I try to be safe.  I fear "stealth goof ups"- that is, doing something bad without noticing it.   A recent lowish pull comes to mind.  This makes me mad on two counts- I've done something wrong and put myself (or others) in potential danger.   Not safe.  Not cool.
Recently I was planning my landing pattern when I noticed the wind sock at a right angle to its usual position.  We're supposed to land perpendicular to the runway, and that's the way the wind usually blows.  Not today..  What to do?  Follow the rules and find out what a crosswind landing was like?  Or do a pattern lined up with the wind?
 Whatever you do, I thought, stay out of everyone's way!   No surprise turns.  No cutting people off.   Got that?*
I looked around.  I was at the far end of the DZ.   My only neighbors in the sky were a pair of hawks.  They were flying with the windsock.
Okay, I thought, if the hawks know what to do...
Downwind... crosswind... into the wind... toggles up... toggles up... flare half... all-the-way...
Wow!  I landed a stand up landing!  
The shuttle van drove up.  Lisa, the driver said:



"Lucky Duck?"
Oh Geez, I thought.  What bullet had I just dodged?  What stupid, reckless thing had I just done?  Had I put anyone else in danger?  Maybe I had no business doing this skydiving stuff!
"Lucky," Lisa continued.  "You got to fly with the hawks!"

I may be a lucky duck, but it seems I'm also a nervous, high strung one.  The feedback I get from the many coaches who put up with me is "Relax!"
They're right.  Being tense makes my moves crude and clunky.  Being calm makes things easier.  My challenge is to learn to get calm and stay that way.    It's one thing to sit in a chair and relax.  Plunging through the air and relaxing is trickier.
Even a lot of my tunnel time is devoted to relaxing.
It's less spooky than the sky even with an audience of Universal Citywalk tourists watching.   Never mind that some of my peers are learning sit fly moves now.  If learning to relax was what I needed, that was what I was practicing.  It did make it easier to do control what I was doing.

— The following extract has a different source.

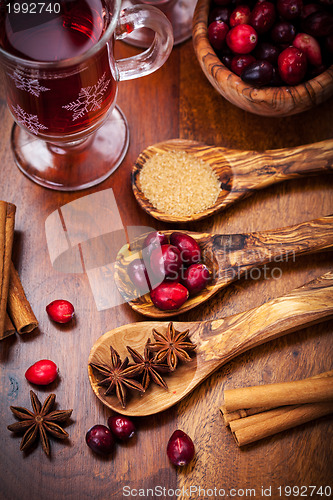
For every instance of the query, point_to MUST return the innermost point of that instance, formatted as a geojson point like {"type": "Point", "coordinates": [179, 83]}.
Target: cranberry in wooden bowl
{"type": "Point", "coordinates": [281, 100]}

I usually jump with  other people.  We attempt some formations.  I'm usually the one who ends up too high or backslides away.  Even when I get close, I have trouble docking.  On a recent jump I  found myself level with another diver.  Would I be able to grab his grips  without backsliding?
Calm down!  I reminded myself. Relax...

 

It worked!  I was able to dock..  Then let go and was able to dock in a second formation.  This is very basic stuff, but for me it was a miracle.  I couldn't believe it.   Maybe I could be a decent skydiver after all...!

*for non-skydiving readers both canopy collisions and low turns (to avoid them) are very dangerous.